Poolshoogte: 1978-1980 uit 1981 was een tweetalige bundel: de Nederlandse gedichten gingen vergezeld van Engelse vertalingen.
Druk werk.
Licht valt.
Open baar.
Printed matter.
Light gives.
Openly.
(p. 5)
De Maandagavondgedichten (1985) werden in keerdruk uitgegeven met gedichten van Hans Dankers. Vinkenoog publiceerde daarin een nieuwe reeks gedichten die deden wat hij van gedichten verlangde: ze zuchtten hardop, gilden, huilden, fluisterden en deden soms alsof alles verkeerd was.
Hij weet. Van niets.
Hij zegt, denkt, hoeft niets,
ga maar, beweegt hij,
doordring maar
probeer maar
a en o en e
iedereen
mee
(p. 14)
De dichter blijft zichzelf serieus nemen.
Luisterend naar mezelf
en de stemmen van anderen
geheel mijzelf alleen
in een spiegel zo diep
als elk ander oppervlak
Verrukt van woorden
onder druk van woorden
(p. 27)
Op het eerste gehoor (1988) verscheen bij uitgeverij De Beuk. Deze bundel benadrukte opnieuw het orale karakter van poëzie. Er stond onder andere een ode in aan jazzpianist Keith Jarret. Met name het Köln-concert, een opname van diens concert in Keulen die iedere zichzelf respecterende jazz- en popliefhebber in die tijd kende, werd door Vinkenoog naar voren gehaald.

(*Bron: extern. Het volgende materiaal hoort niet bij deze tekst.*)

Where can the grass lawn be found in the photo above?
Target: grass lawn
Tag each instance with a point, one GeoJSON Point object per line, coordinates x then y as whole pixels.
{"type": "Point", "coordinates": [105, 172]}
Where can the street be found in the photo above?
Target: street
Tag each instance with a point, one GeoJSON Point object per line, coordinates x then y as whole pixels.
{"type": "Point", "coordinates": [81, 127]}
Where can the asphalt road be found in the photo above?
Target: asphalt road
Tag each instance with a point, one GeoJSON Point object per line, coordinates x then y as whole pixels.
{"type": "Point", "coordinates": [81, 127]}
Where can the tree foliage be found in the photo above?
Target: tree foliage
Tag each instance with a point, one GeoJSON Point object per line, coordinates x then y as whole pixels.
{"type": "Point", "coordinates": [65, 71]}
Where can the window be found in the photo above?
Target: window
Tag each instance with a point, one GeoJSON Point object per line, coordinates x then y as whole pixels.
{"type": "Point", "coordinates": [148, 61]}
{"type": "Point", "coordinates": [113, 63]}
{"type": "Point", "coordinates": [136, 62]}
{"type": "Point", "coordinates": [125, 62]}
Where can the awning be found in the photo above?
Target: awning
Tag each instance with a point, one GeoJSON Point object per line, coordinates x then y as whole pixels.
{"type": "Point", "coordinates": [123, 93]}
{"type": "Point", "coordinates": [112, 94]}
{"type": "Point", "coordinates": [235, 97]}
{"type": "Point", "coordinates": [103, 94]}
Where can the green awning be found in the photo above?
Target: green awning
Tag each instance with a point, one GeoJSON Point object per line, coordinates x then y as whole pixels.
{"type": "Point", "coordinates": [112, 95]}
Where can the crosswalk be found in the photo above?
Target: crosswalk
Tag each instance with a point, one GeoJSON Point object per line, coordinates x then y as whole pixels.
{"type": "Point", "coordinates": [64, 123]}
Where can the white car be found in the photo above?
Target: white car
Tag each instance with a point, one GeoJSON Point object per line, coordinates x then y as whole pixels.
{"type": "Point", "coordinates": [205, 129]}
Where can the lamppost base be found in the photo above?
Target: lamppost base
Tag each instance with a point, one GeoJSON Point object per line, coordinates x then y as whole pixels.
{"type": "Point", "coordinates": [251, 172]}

Parelend op de rand van stilte
ligt de wereld gebed in muziek,
verrast door onverwacht ontmoeten,
zoekend zich een weg.
(p. 26)
Volgens de dichter werd er geen prijs gesteld op 'ware woorden', hij kon niets anders dan gedichten vinden:
Winkelend naar ware woorden
vond ik niets dan gedichten.
Hebt u geen andere, zei ik,
teleurgesteld.
(p. 27)
De bundel Het hoogste woord kwam uit in 1996 en werd samengesteld en ingeleid door Coen de Jonge. Het was een bloemlezing uit het werk van Vinkenoog, maar de meeste gedichten werden niet eerder gepubliceerd. Wel waren ze al vaak op het podium uitgesproken door de dichter zelf. In het gedicht Amsterdam riep Vinkenoog op tot genieten. Hij citeerde daarbij een compositie van Henri Purcell:
Geniet, geniet, geniet. Rejoyce, rejoyce, rejoyce.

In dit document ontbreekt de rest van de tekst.